Handball-talent tucholke: verletzungswelle bremst nationalmannschafts-traum

Ein bitterer Rückschlag für Marlene Tucholke: Nur wenige Tage nach ihrer ersten Berufung in den Kader der A-Nationalmannschaft muss die 18-jährige Rückraumspielerin des HC Leipzig verletzungstechnisch aussetzen. Der Traum vom Debüt im DFB-Dress ist geplatzt, doch der junge Handballer zeigt unbändigen Willen und hält unbeirrt an ihren ehrgeizigen Zielen fest.

Leipzigs aufstiegsjoker und nun nationalspielerin

Marlene Tucholke hat sich in der laufenden Saison als eine der prägenden Figuren des HC Leipzig etabliert. Mit dem Team aus Sachsen steht sie aktuell an der Spitze der 2. Bundesliga, drei Zähler vor den Verfolgern, den Füchsen Berlin.
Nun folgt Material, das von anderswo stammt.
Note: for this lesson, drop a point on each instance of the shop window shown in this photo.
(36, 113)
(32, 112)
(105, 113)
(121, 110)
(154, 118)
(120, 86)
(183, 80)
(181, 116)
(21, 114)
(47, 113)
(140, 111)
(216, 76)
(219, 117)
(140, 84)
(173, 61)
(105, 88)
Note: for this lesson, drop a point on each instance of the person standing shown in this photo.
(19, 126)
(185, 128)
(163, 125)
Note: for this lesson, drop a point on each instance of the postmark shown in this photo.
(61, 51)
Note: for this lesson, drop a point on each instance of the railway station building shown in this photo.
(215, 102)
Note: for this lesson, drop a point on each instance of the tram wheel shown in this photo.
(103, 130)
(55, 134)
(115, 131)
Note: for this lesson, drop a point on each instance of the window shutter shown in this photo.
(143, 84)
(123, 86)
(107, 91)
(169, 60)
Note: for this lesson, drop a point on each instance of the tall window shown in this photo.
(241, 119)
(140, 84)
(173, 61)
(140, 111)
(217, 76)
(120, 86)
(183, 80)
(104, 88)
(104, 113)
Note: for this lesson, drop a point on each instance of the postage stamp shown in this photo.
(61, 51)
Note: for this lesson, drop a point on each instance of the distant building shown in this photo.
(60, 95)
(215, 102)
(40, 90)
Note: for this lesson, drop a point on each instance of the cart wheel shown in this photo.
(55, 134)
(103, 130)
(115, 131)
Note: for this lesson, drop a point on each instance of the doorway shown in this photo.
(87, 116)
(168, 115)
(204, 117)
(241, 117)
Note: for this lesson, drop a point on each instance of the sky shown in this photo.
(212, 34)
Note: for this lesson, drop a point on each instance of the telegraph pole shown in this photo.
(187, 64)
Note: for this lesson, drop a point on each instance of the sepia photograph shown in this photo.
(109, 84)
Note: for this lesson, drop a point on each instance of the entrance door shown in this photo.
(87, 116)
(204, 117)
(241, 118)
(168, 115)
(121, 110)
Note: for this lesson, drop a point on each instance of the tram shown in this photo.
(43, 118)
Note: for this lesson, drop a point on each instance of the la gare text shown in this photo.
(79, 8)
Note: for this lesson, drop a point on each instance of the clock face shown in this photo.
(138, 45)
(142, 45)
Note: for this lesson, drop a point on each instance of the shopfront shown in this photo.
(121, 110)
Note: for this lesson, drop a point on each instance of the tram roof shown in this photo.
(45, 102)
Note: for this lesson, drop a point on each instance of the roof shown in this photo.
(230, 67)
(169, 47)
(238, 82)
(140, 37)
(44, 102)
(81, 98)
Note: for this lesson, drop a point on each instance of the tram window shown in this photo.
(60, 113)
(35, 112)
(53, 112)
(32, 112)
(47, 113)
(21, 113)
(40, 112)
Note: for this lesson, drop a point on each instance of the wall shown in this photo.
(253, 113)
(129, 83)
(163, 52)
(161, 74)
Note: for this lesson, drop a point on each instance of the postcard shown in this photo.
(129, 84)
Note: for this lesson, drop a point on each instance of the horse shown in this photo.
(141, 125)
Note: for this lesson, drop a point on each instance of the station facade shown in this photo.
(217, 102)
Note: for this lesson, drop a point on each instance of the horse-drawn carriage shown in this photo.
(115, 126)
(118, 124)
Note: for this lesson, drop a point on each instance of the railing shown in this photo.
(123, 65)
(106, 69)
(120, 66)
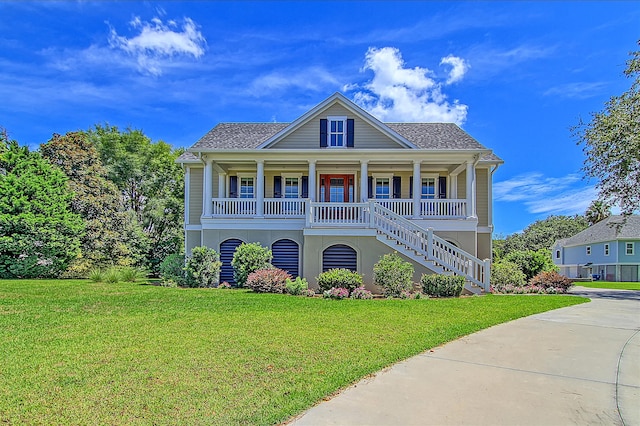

Ihre herausragenden Leistungen blieben nicht unbemerkt, sodass Bundestrainer Markus Gaugisch sie kürzlich überraschend für den Lehrgang im April nominierte – eine Ehre, die Tucholke „ganz klassisch durch einen Anruf“ erfahren durfte.

Doch das Glück währte nicht lange. Im Derby gegen den HC Rödertal verletzte sich die talentierte Spielerin am Sprunggelenk und musste das wichtige Spiel von der Seitenlinie aus verfolgen. „Es war wahnsinnig emotional und hat unglaublich viel Spaß gemacht, aber von außen zuzuschauen, wenn man selbst nicht spielen kann, tut natürlich weh“, so Tucholke.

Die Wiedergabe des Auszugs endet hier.